Puisi demi puisi ia kerjakan. Revisi novel juga terus dijalankan. Ia merenung sejenak. "Apa kabar keluargaku di sana? Maafkan diriku yang memilih jalanku. Kebahagiaan yang kalian harapkan bukanlah kebahagiaan yang aku inginkan," ucapnya. "Andai kalian tahu, di sini aku terus merindu. Aku memang anakmu. Tetapi, bukan berarti aku harus menjadi dirimu. Aku adalah aku. Dirimu adalah dirimu. Andai kau mengerti itu, wahai orang tuaku."
Di balik segala pemberontakannya kepada keluarganya. Kama tetaplah manusia biasa, yang merindukan kasih sayang dari kedua orang tua. Sudah cukup lama ia memutuskan untuk pergi dan belum pernah berpikir untuk kembali.

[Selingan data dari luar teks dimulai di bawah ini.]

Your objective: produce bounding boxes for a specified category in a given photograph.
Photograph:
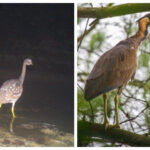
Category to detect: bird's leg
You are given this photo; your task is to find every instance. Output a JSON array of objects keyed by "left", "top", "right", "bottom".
[
  {"left": 103, "top": 94, "right": 109, "bottom": 129},
  {"left": 11, "top": 103, "right": 16, "bottom": 118},
  {"left": 0, "top": 104, "right": 2, "bottom": 108},
  {"left": 114, "top": 94, "right": 120, "bottom": 128}
]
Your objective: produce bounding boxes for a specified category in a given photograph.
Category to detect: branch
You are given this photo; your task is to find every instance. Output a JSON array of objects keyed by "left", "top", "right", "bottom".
[
  {"left": 77, "top": 19, "right": 98, "bottom": 43},
  {"left": 129, "top": 78, "right": 150, "bottom": 89},
  {"left": 78, "top": 3, "right": 150, "bottom": 18},
  {"left": 78, "top": 120, "right": 150, "bottom": 146}
]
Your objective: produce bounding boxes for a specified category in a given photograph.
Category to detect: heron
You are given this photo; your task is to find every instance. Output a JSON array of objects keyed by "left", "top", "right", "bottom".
[
  {"left": 84, "top": 14, "right": 150, "bottom": 128},
  {"left": 0, "top": 58, "right": 33, "bottom": 118}
]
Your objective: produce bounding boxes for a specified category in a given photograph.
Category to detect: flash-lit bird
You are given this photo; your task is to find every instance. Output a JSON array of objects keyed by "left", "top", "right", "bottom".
[
  {"left": 84, "top": 14, "right": 150, "bottom": 128},
  {"left": 0, "top": 58, "right": 33, "bottom": 118}
]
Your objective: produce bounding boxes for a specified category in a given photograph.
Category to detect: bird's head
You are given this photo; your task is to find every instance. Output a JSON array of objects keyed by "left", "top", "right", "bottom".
[
  {"left": 136, "top": 13, "right": 150, "bottom": 36},
  {"left": 137, "top": 13, "right": 150, "bottom": 27},
  {"left": 24, "top": 58, "right": 33, "bottom": 66}
]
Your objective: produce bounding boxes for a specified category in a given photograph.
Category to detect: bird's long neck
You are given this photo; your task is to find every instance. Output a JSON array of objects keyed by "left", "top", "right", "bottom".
[
  {"left": 131, "top": 19, "right": 149, "bottom": 46},
  {"left": 19, "top": 62, "right": 27, "bottom": 86}
]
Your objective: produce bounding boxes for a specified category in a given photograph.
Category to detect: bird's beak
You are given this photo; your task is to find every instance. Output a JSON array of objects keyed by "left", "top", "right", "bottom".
[{"left": 136, "top": 18, "right": 140, "bottom": 23}]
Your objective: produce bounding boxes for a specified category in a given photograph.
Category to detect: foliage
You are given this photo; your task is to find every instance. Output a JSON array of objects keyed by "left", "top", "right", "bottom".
[
  {"left": 78, "top": 3, "right": 150, "bottom": 147},
  {"left": 89, "top": 32, "right": 105, "bottom": 51},
  {"left": 78, "top": 89, "right": 118, "bottom": 124}
]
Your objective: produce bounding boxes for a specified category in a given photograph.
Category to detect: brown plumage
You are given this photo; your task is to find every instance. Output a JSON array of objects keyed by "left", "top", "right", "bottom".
[
  {"left": 84, "top": 14, "right": 150, "bottom": 128},
  {"left": 84, "top": 15, "right": 150, "bottom": 100}
]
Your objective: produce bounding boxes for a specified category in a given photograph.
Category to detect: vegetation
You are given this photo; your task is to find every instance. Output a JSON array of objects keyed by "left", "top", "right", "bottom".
[{"left": 77, "top": 3, "right": 150, "bottom": 147}]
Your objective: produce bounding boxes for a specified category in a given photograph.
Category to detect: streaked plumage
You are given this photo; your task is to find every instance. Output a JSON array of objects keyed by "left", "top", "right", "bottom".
[
  {"left": 0, "top": 79, "right": 23, "bottom": 104},
  {"left": 0, "top": 58, "right": 33, "bottom": 118}
]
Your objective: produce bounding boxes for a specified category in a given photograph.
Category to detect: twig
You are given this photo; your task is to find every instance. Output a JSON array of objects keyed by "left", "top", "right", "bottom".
[
  {"left": 77, "top": 83, "right": 84, "bottom": 92},
  {"left": 122, "top": 92, "right": 146, "bottom": 104},
  {"left": 120, "top": 106, "right": 149, "bottom": 124},
  {"left": 78, "top": 19, "right": 99, "bottom": 43},
  {"left": 77, "top": 18, "right": 89, "bottom": 51},
  {"left": 88, "top": 101, "right": 94, "bottom": 123}
]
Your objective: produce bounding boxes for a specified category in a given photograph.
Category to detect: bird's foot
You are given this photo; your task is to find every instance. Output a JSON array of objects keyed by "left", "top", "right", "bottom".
[
  {"left": 103, "top": 120, "right": 110, "bottom": 130},
  {"left": 103, "top": 122, "right": 120, "bottom": 130},
  {"left": 109, "top": 123, "right": 120, "bottom": 129}
]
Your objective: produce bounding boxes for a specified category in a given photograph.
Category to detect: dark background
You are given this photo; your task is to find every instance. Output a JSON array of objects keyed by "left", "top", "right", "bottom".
[{"left": 0, "top": 4, "right": 74, "bottom": 133}]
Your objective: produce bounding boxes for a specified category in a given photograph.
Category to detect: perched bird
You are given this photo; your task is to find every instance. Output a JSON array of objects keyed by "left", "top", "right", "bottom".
[
  {"left": 0, "top": 58, "right": 33, "bottom": 118},
  {"left": 84, "top": 14, "right": 150, "bottom": 128}
]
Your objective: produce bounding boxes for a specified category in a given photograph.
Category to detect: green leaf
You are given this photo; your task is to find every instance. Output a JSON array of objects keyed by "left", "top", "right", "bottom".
[
  {"left": 89, "top": 32, "right": 105, "bottom": 51},
  {"left": 138, "top": 53, "right": 150, "bottom": 68}
]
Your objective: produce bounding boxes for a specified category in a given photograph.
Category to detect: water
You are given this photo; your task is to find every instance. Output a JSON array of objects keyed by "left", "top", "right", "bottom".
[
  {"left": 0, "top": 68, "right": 74, "bottom": 146},
  {"left": 0, "top": 110, "right": 74, "bottom": 146},
  {"left": 0, "top": 67, "right": 74, "bottom": 147}
]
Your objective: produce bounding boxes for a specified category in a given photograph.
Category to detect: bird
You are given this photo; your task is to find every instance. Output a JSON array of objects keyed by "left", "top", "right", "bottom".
[
  {"left": 0, "top": 58, "right": 33, "bottom": 118},
  {"left": 84, "top": 13, "right": 150, "bottom": 129}
]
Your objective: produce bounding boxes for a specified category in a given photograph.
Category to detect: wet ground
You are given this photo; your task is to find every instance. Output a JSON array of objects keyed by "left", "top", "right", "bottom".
[
  {"left": 0, "top": 67, "right": 74, "bottom": 147},
  {"left": 0, "top": 111, "right": 74, "bottom": 147}
]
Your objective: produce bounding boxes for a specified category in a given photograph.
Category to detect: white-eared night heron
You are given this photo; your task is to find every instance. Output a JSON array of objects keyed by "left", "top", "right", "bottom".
[{"left": 84, "top": 13, "right": 150, "bottom": 129}]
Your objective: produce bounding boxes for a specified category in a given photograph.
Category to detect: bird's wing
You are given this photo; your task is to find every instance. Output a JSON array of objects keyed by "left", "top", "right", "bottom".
[
  {"left": 84, "top": 42, "right": 137, "bottom": 100},
  {"left": 0, "top": 79, "right": 23, "bottom": 102},
  {"left": 131, "top": 71, "right": 136, "bottom": 80},
  {"left": 88, "top": 42, "right": 133, "bottom": 80}
]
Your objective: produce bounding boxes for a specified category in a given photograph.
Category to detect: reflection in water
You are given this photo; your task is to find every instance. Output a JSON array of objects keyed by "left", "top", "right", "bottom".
[
  {"left": 0, "top": 69, "right": 74, "bottom": 146},
  {"left": 10, "top": 117, "right": 15, "bottom": 133},
  {"left": 0, "top": 112, "right": 74, "bottom": 147}
]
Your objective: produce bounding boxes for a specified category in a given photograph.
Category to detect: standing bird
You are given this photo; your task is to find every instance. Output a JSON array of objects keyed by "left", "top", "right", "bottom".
[
  {"left": 0, "top": 58, "right": 33, "bottom": 118},
  {"left": 84, "top": 14, "right": 150, "bottom": 128}
]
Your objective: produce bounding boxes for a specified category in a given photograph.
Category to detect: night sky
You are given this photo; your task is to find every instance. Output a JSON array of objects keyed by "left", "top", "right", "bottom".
[{"left": 0, "top": 4, "right": 74, "bottom": 133}]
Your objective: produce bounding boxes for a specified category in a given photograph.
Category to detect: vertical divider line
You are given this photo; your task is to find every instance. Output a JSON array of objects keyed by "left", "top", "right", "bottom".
[{"left": 74, "top": 1, "right": 77, "bottom": 148}]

Waktu menunjukkan pukul 16:00, ia pun mulai bersiap-siap. Tentunya ia akan menepati perkataannya tadi pagi. Ia akan menemui Mala di tempat biasa. Ya, parkiran kantor. Setelah selesai bersiap-siap, ia pun bergegas.
Sesampainya di kantor, ia pun menuju ke parkiran. Ia melihat ada salah seorang satpam, namun ia tidak mengacuhkannya. Ia memang tidak terlalu suka basa-basi. Ia menyalakan rokoknya, dan menyandar di dinding. Satpam tadi coba menghampiri Kama.
"Maaf anak muda, dari kemarin kulihat kau selalu di sini. Ada keperluan apa ya?"
"Aku sedang menunggu kekasihku. Ia bekerja di sini. Ada masalah ya Pak?"
"Tidak, aku hanya ingin bertanya."
"Apakah kau mencurigaiku?" tanya Kama dengan muka sinis.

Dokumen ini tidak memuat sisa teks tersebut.